I am getting this warning "comparison of constant ‘10’ with boolean expression is always true"

I am unable to escape from the loop by entering newline.

int input(char str[], int n)
{
    int ch, i = 0;
    while ((ch == getchar()) != '\n')
        if (i < n)
            str[i++] = ch;
    str[i] = '\0';
    return i;
}

Upvotes: 1

Views: 551

Answers (3)

Henry Le Berre
Henry Le Berre

Reputation: 910

Just replace == with = because you want to assign getchar() to ch and not compare it.

int input(char str[], int n)
{
    int ch, i = 0;
    while ((ch = getchar()) != '\n'){
        if (i < n)
            str[i++] = ch;
    }
    str[i] = '\0';
    return i;
} 

Upvotes: 4

(ch == getchar())

You use == instead of =.

== is used as boolean operator for checking if the left hand operand equals right hand one.

Thus, the loop will never terminate because you compare 0 or 1 (which is the result of (ch == getchar()) with \n whose ASCII value is 10.
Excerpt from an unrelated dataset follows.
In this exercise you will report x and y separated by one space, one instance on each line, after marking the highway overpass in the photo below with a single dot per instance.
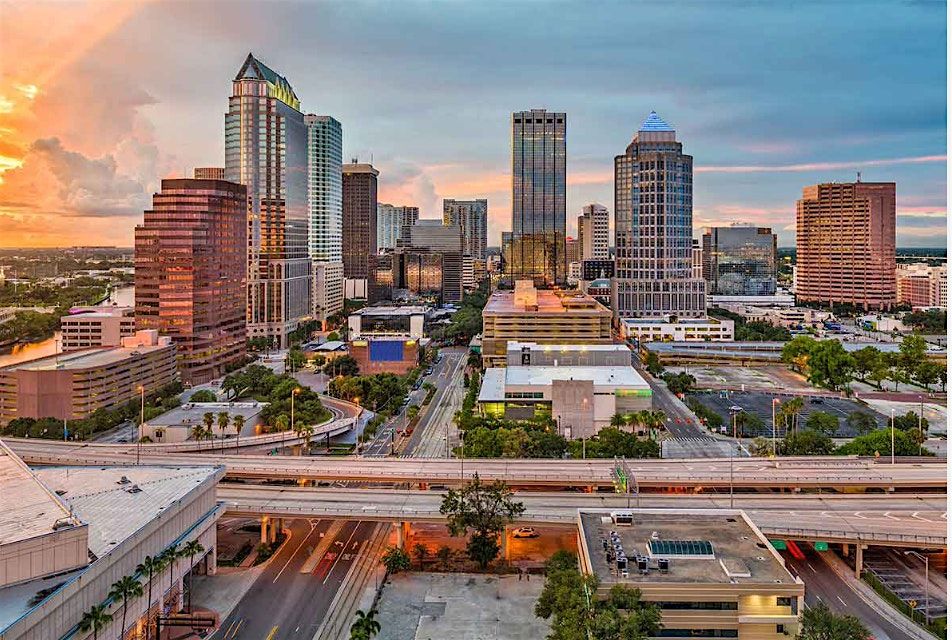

That´s what the error is saying.

= is used for assignment and required to assign the character fetched by getchar() to ch.


This is the corrected version:

while ((ch = getchar()) != '\n') {
     if (i < n)
     str[i++] = ch;
}

Upvotes: 0

Welgriv
Welgriv

Reputation: 823

Yo forgot { symbols in your code. Any control structure such while and if of more than one instruction line should be coded like this :

while(condition){
  instruction 1;
  instruction 2;
  ...
}

By the way your i is always 0 and your n does not change within your function.

EDIT: The reason you obtain your warning have been answered by someone else.